Restaurants receive routine inspections anywhere from two to four times a year. The visits are usually unannounced and always seem to occur at the worst possible time, during a rush. The inspector is there to watch you prepare food, and that occurs most during the lunch or dinner hours.
- Greet the inspector. The health inspector is your ally in the fight against foodborne illnesses. Greeting your inspector and being calm and communicative allows you to work together to provide a healthy dining experience.
- Do not refuse an inspection. Refusing an inspection leads to the suspicion that you have something to hide. All the inspector will do is come back with an inspection warrant, and you can be sure that he will note every infraction, no matter how minor.
- Do not offer food or drink. This can be seen as a bribe. Also, it is important to maintain a professional relationship with your health inspector.
- Go with the inspector. Accompanying the inspector shows your interest in food safety and allows you to know the what and why of a violation. Also, inspectors will point out good habits along with the bad. Rather than just receiving a list of the bad, it is rewarding to hear what your facility is doing right.
- Take notes. This further shows your interest in food safety and gives you something to easily reference when making corrections or planning further employee training.

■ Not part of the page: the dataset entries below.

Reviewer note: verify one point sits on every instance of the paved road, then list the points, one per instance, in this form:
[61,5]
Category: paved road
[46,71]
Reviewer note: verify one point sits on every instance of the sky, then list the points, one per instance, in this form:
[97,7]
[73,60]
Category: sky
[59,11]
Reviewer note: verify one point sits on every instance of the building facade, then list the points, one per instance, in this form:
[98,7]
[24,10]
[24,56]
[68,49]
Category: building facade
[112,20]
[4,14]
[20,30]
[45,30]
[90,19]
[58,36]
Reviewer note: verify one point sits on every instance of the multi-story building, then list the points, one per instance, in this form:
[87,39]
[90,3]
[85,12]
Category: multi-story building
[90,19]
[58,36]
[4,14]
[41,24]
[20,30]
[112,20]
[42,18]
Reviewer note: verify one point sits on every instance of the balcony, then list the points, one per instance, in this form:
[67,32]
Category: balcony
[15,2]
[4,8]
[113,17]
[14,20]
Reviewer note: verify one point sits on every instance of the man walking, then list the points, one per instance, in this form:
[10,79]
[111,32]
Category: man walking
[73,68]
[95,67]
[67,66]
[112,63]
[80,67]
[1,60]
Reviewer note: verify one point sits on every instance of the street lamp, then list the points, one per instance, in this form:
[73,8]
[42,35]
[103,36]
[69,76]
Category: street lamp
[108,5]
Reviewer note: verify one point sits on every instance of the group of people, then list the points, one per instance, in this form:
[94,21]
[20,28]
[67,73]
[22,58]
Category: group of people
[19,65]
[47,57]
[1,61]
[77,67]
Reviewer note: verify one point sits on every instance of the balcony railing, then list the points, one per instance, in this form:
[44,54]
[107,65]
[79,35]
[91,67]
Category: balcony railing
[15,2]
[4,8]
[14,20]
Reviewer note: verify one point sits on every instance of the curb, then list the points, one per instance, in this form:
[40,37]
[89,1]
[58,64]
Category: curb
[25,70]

- Ask questions. If you do not understand why something is a violation, ask. The inspector will explain what portion of the food code it violates the proper solution. Try to not be confrontational as it breaks down communication.
- Do not take it personally. Nobody is perfect, and mistakes happen. Rather than dwelling on every violation the inspector finds, correct the mistakes and strive for a better inspection the next time around.
- Fix critical violations on the spot. Critical violations are those directly related to foodborne illnesses. If they are not corrected immediately, your customers can become sick. For violations that cannot be remedied on the spot, set a time frame for correction; the inspector will most likely perform a follow-up inspection for critical violations that require more time for correction.
- Know your stuff. Inspectors often quiz managers and employees alike to gauge their knowledge of food safety and preparation processes. All owners and managers must have up-to-date training. In some counties, lack of food safety knowledge is a critical violation and can shut down a restaurant.
- Have records on hand. The inspector will ask for all of your records regarding food safety management. These can include temperature check records, receiving logs and employee illnesses. Also, the inspector will ask to see your operators permit to make sure it is current.
Part of a health inspector's job is education. If your facility is lacking in a specific area of safe food handling, arrange a date and time for the inspector to come back and give your employees a food safety lesson. This will help assure that your customers and employees have a healthy, enjoyable experience in your establishment.
Note: This article is a generalization of the health inspection process. Please reference your local Food Code or health department for specific governing rules and procedures.